Upton saw the two young men approaching him, and started to meet them. He habitually carried his rifle with him he never left home without it. Picking up this rifle from a pile of fodder, he leveled it at Daniel Thomas and called out, "Now, dam you, Where's your pistol? " and fired. Thomas fell, shot through the body, and died in less than two hours, where he had fallen, half covered with snow.

Upton was arrested without difficulty, and on examination before a magistrate was released, as his daughters swore that when their father fired, Thomas was in the act of drawing a pistol. In a few months Upton removed to Adair county. At the September term of the Shelby circuit court, 1843, he was indicted and soon after arrested. His trial did not come off until July 12, 1844, when a special term was held at Shelbyville by Judge McBride to try him. The jury in the case was composed of Anthony Gooch, John Gullett, Albert G. Smith, James A. Sherry, Jonathan Rogers, Charles Duncan, Samuel Blackburn, James E. Utz, John C. Utz, Robert K. Mayes, Thomas B. Mayes and James Davis.

The prisoner was ably defended by Hon. Samuel T. Glover, and Hon. J. R. Abernathy, the circuit attorney, was the prosecutor. The trial lasted about two days, and on the second day the jury returned a verdict of " guilty of manslaughter in the second degree." As they could not agree upon his punishment the judge fixed it at three years imprisonment in the penitentiary. Steps were taken to appeal the case to the Supreme Court, but they were never perfected. Upton served out about two-thirds of his term, when he was pardoned by Gov. Edwards.

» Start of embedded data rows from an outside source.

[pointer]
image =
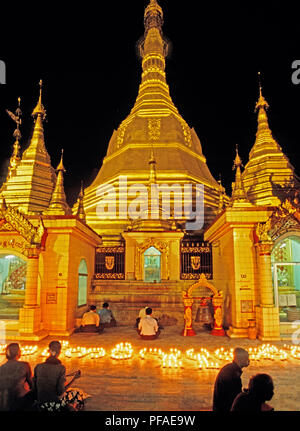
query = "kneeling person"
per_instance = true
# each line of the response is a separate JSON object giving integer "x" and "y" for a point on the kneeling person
{"x": 90, "y": 321}
{"x": 148, "y": 326}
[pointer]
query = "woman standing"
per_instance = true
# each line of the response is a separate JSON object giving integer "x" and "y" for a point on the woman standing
{"x": 15, "y": 380}
{"x": 51, "y": 391}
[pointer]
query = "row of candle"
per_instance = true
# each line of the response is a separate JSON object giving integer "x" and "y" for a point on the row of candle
{"x": 203, "y": 357}
{"x": 122, "y": 351}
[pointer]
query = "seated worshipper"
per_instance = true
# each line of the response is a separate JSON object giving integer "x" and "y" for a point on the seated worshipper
{"x": 142, "y": 313}
{"x": 148, "y": 326}
{"x": 15, "y": 381}
{"x": 228, "y": 383}
{"x": 90, "y": 321}
{"x": 107, "y": 319}
{"x": 51, "y": 391}
{"x": 253, "y": 399}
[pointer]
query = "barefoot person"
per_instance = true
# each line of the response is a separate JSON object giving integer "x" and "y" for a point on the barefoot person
{"x": 52, "y": 391}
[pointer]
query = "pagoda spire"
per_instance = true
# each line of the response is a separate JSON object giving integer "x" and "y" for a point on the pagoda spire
{"x": 154, "y": 94}
{"x": 264, "y": 134}
{"x": 58, "y": 204}
{"x": 80, "y": 210}
{"x": 15, "y": 158}
{"x": 37, "y": 149}
{"x": 152, "y": 166}
{"x": 238, "y": 191}
{"x": 268, "y": 172}
{"x": 221, "y": 196}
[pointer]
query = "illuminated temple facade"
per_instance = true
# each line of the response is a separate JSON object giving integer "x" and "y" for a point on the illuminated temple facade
{"x": 154, "y": 227}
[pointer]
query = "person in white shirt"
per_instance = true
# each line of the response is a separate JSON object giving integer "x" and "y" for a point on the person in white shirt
{"x": 148, "y": 326}
{"x": 142, "y": 313}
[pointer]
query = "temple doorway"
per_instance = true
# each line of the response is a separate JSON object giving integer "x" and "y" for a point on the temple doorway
{"x": 12, "y": 285}
{"x": 286, "y": 280}
{"x": 152, "y": 265}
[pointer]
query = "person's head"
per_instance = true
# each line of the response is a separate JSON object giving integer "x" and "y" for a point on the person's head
{"x": 261, "y": 385}
{"x": 54, "y": 348}
{"x": 241, "y": 357}
{"x": 13, "y": 351}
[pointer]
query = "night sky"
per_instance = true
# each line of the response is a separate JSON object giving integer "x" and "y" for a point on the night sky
{"x": 87, "y": 59}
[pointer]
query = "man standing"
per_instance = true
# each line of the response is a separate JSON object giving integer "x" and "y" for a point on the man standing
{"x": 228, "y": 383}
{"x": 107, "y": 319}
{"x": 148, "y": 327}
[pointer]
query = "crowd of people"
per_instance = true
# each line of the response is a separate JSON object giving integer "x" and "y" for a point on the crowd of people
{"x": 46, "y": 388}
{"x": 96, "y": 321}
{"x": 228, "y": 393}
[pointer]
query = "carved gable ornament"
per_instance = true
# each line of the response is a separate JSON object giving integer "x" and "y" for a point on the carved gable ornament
{"x": 284, "y": 219}
{"x": 11, "y": 219}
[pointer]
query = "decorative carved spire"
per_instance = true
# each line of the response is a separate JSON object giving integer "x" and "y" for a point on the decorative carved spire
{"x": 221, "y": 196}
{"x": 153, "y": 16}
{"x": 37, "y": 149}
{"x": 39, "y": 110}
{"x": 15, "y": 158}
{"x": 80, "y": 210}
{"x": 264, "y": 133}
{"x": 58, "y": 204}
{"x": 238, "y": 191}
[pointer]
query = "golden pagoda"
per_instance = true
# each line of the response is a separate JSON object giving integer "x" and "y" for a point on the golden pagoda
{"x": 30, "y": 184}
{"x": 268, "y": 173}
{"x": 154, "y": 122}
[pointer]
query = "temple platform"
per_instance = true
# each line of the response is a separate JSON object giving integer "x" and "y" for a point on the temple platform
{"x": 143, "y": 385}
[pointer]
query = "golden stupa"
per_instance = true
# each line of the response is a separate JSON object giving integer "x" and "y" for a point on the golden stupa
{"x": 154, "y": 126}
{"x": 268, "y": 175}
{"x": 31, "y": 178}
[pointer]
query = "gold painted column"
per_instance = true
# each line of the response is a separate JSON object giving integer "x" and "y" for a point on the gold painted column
{"x": 218, "y": 315}
{"x": 30, "y": 314}
{"x": 264, "y": 273}
{"x": 267, "y": 313}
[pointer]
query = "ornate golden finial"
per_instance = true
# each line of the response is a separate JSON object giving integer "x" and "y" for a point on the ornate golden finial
{"x": 80, "y": 210}
{"x": 238, "y": 191}
{"x": 237, "y": 161}
{"x": 261, "y": 103}
{"x": 153, "y": 16}
{"x": 15, "y": 158}
{"x": 221, "y": 205}
{"x": 60, "y": 166}
{"x": 39, "y": 110}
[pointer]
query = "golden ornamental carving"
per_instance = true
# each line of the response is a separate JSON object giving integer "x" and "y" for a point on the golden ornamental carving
{"x": 265, "y": 248}
{"x": 120, "y": 136}
{"x": 17, "y": 221}
{"x": 186, "y": 133}
{"x": 109, "y": 262}
{"x": 195, "y": 262}
{"x": 154, "y": 128}
{"x": 262, "y": 231}
{"x": 116, "y": 249}
{"x": 161, "y": 246}
{"x": 13, "y": 243}
{"x": 20, "y": 223}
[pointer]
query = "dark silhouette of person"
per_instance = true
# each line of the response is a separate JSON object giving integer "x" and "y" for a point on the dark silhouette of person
{"x": 15, "y": 380}
{"x": 228, "y": 383}
{"x": 253, "y": 399}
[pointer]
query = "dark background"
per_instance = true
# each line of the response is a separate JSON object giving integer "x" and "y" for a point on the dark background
{"x": 86, "y": 55}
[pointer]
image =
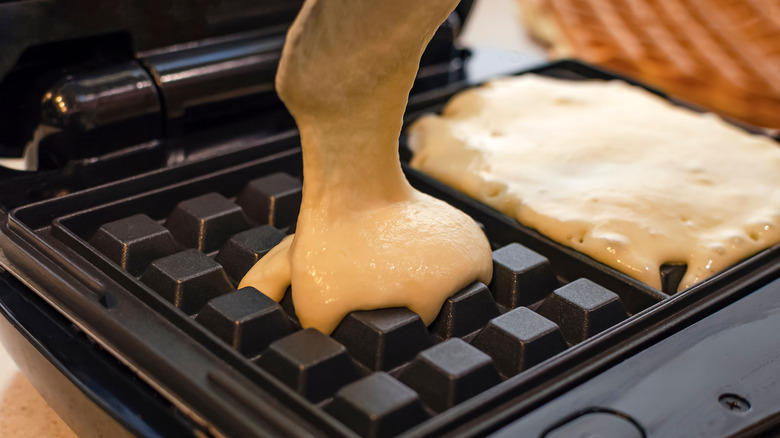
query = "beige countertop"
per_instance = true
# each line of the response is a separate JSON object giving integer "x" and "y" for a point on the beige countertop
{"x": 493, "y": 27}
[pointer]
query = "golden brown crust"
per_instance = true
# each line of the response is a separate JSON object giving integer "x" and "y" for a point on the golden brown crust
{"x": 721, "y": 54}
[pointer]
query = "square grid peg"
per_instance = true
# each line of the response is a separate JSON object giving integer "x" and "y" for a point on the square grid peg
{"x": 311, "y": 363}
{"x": 188, "y": 279}
{"x": 383, "y": 339}
{"x": 519, "y": 339}
{"x": 450, "y": 373}
{"x": 206, "y": 222}
{"x": 582, "y": 309}
{"x": 377, "y": 406}
{"x": 246, "y": 319}
{"x": 465, "y": 312}
{"x": 133, "y": 242}
{"x": 520, "y": 276}
{"x": 274, "y": 199}
{"x": 244, "y": 249}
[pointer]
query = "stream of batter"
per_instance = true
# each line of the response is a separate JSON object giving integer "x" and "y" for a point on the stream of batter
{"x": 365, "y": 239}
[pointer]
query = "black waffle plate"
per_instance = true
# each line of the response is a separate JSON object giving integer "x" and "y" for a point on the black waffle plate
{"x": 148, "y": 267}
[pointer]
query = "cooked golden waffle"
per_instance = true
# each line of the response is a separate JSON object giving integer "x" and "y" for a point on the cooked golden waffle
{"x": 721, "y": 54}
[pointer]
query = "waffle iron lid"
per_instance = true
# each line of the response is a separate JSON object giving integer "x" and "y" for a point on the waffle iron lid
{"x": 148, "y": 24}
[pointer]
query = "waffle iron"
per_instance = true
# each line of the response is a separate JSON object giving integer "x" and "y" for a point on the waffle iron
{"x": 160, "y": 165}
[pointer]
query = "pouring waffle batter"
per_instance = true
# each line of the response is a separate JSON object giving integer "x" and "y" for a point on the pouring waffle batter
{"x": 365, "y": 238}
{"x": 610, "y": 170}
{"x": 721, "y": 54}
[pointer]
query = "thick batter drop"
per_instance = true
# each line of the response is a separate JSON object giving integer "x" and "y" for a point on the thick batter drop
{"x": 365, "y": 239}
{"x": 610, "y": 170}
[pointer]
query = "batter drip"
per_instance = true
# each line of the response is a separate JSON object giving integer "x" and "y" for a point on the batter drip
{"x": 365, "y": 239}
{"x": 610, "y": 170}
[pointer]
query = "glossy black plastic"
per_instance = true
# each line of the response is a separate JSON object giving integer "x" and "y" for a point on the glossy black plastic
{"x": 202, "y": 364}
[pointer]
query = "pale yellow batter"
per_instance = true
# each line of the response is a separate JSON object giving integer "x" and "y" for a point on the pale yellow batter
{"x": 610, "y": 170}
{"x": 365, "y": 238}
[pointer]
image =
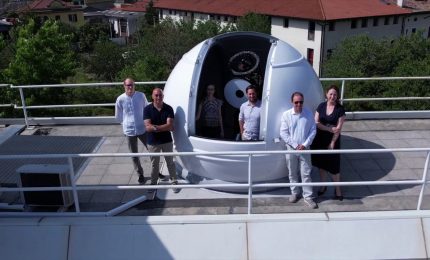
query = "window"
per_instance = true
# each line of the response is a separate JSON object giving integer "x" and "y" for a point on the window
{"x": 311, "y": 56}
{"x": 329, "y": 53}
{"x": 311, "y": 31}
{"x": 73, "y": 18}
{"x": 353, "y": 24}
{"x": 331, "y": 26}
{"x": 387, "y": 20}
{"x": 286, "y": 22}
{"x": 364, "y": 23}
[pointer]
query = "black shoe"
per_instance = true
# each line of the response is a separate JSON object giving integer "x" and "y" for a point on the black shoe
{"x": 322, "y": 191}
{"x": 141, "y": 180}
{"x": 175, "y": 190}
{"x": 337, "y": 197}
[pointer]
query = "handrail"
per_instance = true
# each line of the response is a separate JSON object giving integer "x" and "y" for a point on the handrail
{"x": 24, "y": 107}
{"x": 75, "y": 188}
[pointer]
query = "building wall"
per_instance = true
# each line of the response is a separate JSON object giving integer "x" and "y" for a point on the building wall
{"x": 296, "y": 34}
{"x": 378, "y": 30}
{"x": 188, "y": 16}
{"x": 327, "y": 35}
{"x": 75, "y": 18}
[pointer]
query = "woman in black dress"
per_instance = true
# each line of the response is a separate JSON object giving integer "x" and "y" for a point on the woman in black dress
{"x": 329, "y": 117}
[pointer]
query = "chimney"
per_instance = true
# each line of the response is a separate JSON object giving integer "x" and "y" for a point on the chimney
{"x": 400, "y": 3}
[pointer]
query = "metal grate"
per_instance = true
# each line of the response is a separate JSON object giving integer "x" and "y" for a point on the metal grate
{"x": 21, "y": 145}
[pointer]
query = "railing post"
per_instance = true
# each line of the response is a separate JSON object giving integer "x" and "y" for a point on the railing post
{"x": 72, "y": 179}
{"x": 424, "y": 181}
{"x": 342, "y": 91}
{"x": 249, "y": 185}
{"x": 24, "y": 108}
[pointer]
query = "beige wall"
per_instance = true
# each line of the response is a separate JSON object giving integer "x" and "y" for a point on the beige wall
{"x": 64, "y": 17}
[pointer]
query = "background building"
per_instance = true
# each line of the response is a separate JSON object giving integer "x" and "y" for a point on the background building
{"x": 314, "y": 27}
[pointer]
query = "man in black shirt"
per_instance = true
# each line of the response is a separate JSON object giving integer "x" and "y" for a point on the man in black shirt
{"x": 159, "y": 119}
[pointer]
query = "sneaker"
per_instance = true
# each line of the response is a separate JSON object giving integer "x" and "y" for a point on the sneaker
{"x": 293, "y": 198}
{"x": 310, "y": 203}
{"x": 141, "y": 180}
{"x": 175, "y": 190}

In the meantime his family had removed to Putnam county. Hither the old man repaired. Not long afterward he became involved in a difficulty with a son-in-law, named Cain. One day when Upton was at work in the woods, digging out a trough from a huge log, and while his wife and a daughter were washing on the banks of the Chariton river, not far away, he was bushwhacked by Cain, who came stealthily upon him and shot him fatally with a rifle. Upton lived about as long after he was shot as Thomas did after he was shot, and both were struck in the same part of the body. Cain fled for California, but at St. Joseph a desperado quarreled with him and killed him. Then a mob rose and killed the desperado.